A Second Act

(Congressman Alcee Hastings died this week).

Alcee Hastings, a civil rights leader in the 1970’s, was the first black federal district judge in Florida. Judge Alcee Hastings sat on the bench in federal court while the old Miami power structure conspired to get rid of him. Later he would be indicted for bribery, acquitted and impeached anyway. Even today, the truth of the allegations against him are in dispute. The impeachment trial in the Senate only removed him from judicial office; for a second time the senators found him “not guilty” of accepting bribes. After he was impeached, he returned to private practice before running for federal office in Broward County.
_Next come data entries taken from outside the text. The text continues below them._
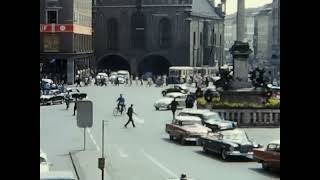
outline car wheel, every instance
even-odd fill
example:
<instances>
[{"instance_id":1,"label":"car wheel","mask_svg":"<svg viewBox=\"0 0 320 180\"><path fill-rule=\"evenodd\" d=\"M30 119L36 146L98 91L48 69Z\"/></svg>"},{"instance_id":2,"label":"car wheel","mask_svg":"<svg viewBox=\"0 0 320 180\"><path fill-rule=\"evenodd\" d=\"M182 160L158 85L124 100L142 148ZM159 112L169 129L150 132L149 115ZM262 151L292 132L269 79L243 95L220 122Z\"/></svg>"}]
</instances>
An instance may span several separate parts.
<instances>
[{"instance_id":1,"label":"car wheel","mask_svg":"<svg viewBox=\"0 0 320 180\"><path fill-rule=\"evenodd\" d=\"M185 145L186 144L186 141L184 140L183 136L181 136L181 138L180 138L180 144L181 145Z\"/></svg>"},{"instance_id":2,"label":"car wheel","mask_svg":"<svg viewBox=\"0 0 320 180\"><path fill-rule=\"evenodd\" d=\"M223 160L228 160L227 151L226 151L225 149L223 149L223 150L221 151L221 158L222 158Z\"/></svg>"},{"instance_id":3,"label":"car wheel","mask_svg":"<svg viewBox=\"0 0 320 180\"><path fill-rule=\"evenodd\" d=\"M172 135L169 135L169 139L170 139L170 140L173 140L173 136L172 136Z\"/></svg>"},{"instance_id":4,"label":"car wheel","mask_svg":"<svg viewBox=\"0 0 320 180\"><path fill-rule=\"evenodd\" d=\"M263 161L261 164L262 164L262 169L266 171L269 170L268 164L265 161Z\"/></svg>"}]
</instances>

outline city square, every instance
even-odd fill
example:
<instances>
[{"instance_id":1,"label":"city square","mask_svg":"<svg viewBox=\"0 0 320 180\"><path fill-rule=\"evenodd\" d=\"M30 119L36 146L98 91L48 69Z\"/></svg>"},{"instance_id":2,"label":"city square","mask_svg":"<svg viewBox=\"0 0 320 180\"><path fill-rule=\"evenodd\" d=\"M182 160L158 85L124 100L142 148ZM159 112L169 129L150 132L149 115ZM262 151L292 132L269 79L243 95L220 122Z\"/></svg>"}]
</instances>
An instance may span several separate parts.
<instances>
[{"instance_id":1,"label":"city square","mask_svg":"<svg viewBox=\"0 0 320 180\"><path fill-rule=\"evenodd\" d=\"M40 0L49 179L280 179L280 0Z\"/></svg>"},{"instance_id":2,"label":"city square","mask_svg":"<svg viewBox=\"0 0 320 180\"><path fill-rule=\"evenodd\" d=\"M257 162L240 159L224 162L219 156L207 155L192 144L171 142L165 124L172 120L171 111L156 111L154 102L161 98L163 88L112 86L81 87L93 101L93 127L87 129L86 151L83 151L83 129L77 127L73 109L65 105L40 107L40 137L42 149L53 163L52 170L74 168L81 179L101 179L98 158L102 151L102 120L105 125L105 179L169 179L186 173L192 179L279 179L279 174L264 172ZM114 117L116 99L122 93L126 104L134 104L138 114L136 128L129 124L127 115ZM71 105L73 107L73 104ZM266 146L280 138L280 128L245 128L250 138Z\"/></svg>"}]
</instances>

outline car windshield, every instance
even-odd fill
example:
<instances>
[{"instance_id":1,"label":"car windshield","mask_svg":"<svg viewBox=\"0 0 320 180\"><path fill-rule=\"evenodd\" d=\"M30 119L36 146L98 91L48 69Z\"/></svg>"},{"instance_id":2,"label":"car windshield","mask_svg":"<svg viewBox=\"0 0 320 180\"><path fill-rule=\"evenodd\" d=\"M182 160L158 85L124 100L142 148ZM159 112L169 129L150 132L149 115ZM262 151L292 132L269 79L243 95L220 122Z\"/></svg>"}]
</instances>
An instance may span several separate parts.
<instances>
[{"instance_id":1,"label":"car windshield","mask_svg":"<svg viewBox=\"0 0 320 180\"><path fill-rule=\"evenodd\" d=\"M206 120L213 120L213 121L221 121L222 119L220 118L219 114L209 114L205 115L204 118Z\"/></svg>"},{"instance_id":2,"label":"car windshield","mask_svg":"<svg viewBox=\"0 0 320 180\"><path fill-rule=\"evenodd\" d=\"M244 132L223 132L224 140L232 141L248 141L247 135Z\"/></svg>"}]
</instances>

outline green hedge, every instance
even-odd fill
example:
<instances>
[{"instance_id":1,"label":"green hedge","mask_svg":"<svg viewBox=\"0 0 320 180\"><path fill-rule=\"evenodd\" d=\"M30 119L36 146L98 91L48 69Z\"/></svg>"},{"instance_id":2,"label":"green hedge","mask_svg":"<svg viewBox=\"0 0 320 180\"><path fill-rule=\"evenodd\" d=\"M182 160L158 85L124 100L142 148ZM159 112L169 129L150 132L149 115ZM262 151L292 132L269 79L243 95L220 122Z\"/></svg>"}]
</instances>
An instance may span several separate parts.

There he was elected to the US House of Representatives, today he is the longest-serving member of the House; a stunning reversal of fortune.

While I had one case before Judge Hastings while he was still on the bench, it did not go to trial. I was in his courtroom and witnessed him sentence a woman under the federal minimum mandatory guidelines, which he felt were unfair. He gave her a reporting date five years in the future. This was unheard of: the defendant would be able to go home and live her life for five years before having to surrender to prison. Judge Hastings disagreed with those laws, which had a disproportionate effect on black defendants. I wonder if this creative sentencing was the kind of conduct that was behind the successful effort to impeach him.

After he was impeached, Judge Hastings briefly went into private practice. He was always friendly and had a smile for everyone–and a long list of clients. After he left the bench, Judge Hastings started off, like I did, as a panel attorney, appointed by the court to represent defendants who had no money for his defense. I used to see him at MCC-Miami where we both came to visit clients. Those I know who practiced with him said that he made the transition from the bench without bitterness and did a good job for his clients. Judge Hastings had the opportunity to see the best Miami lawyers practice before him and was able to see their skills displayed.

Judicial bribery accusations were in fashion and the FBI had mounted an investigation of the Dade county judiciary they called Operation Court Broom. Sitting judges and attorneys were indicted in federal court, the Date county State court bench was accused of being a racketeering enterprise. Even “Maximum Morphonious,” a newsworthy tough judge and former Florida State beauty queen, was caught up in the allegations.

The Court Broom trials resulted not only in convictions, but Bar discipline and at least one sitting judge losing an election. A half-dozen or so lawyers were indicted for bribing the judges. All were convicted. All lost their licenses to practice law. State special public defenders not indicted had their invoices audited just to be on the safe side; one of them, former judge Ted Mastos, blamed “bad bookkeeping” on the fact that he had billed the State for more than 30 hours in a single day—they really should make accounting a required course in law school.

The most astonishing result in the Court Broom cases was the acquittal of Judge Philip Davis. Despite having been caught on tape snorting cocaine and taking a one hundred thousand dollar bribe, Judge Davis was acquitted. He was represented by Alcee Hastings.

They still talk about Hastings’ closing argument in the Justice Building. This goes to prove the wisdom that you never know what is going to happen at trial. A few years later, Davis was charged by the State for stealing money from a charity he had set up. Hastings was by then a sitting congressman and could not represent him. This time Davis, no longer a judge, was convicted. The sentence of twenty years seems rather harsh unless you take into account karma for the previous acquittal.

Another one of Hastings’ infamous clients was Yahweh ben Yahweh, a religious leader whose followers wore white robes and terrorized anyone who dared to stand up against them with violence.

Eventually the justice system came around to Judge Hastings’ view that the Sentencing guidelines were unfair. The guidelines were changed to be advisory, not mandatory. Crack cocaine guidelines were made consistent with those guidelines applicable to powder. But by then, Judge Hastings had long been off the bench. I never found out what happened to the woman who was given that five-year gift of time.

I never had the opportunity to try a case with Judge Hastings. He ran for Congress from a newly created district in Broward county, was elected and held his seat for twenty years. He never sought revenge against his new colleagues though they had voted to impeach him. I never heard anyone complain about his tenure as a Congressman. Ironically, at the time of his death he was on a committee which vetted candidates for the federal bench.

His life is strong evidence against F.Scott Fitzgerald’s adage that “there are no second acts in American lives.”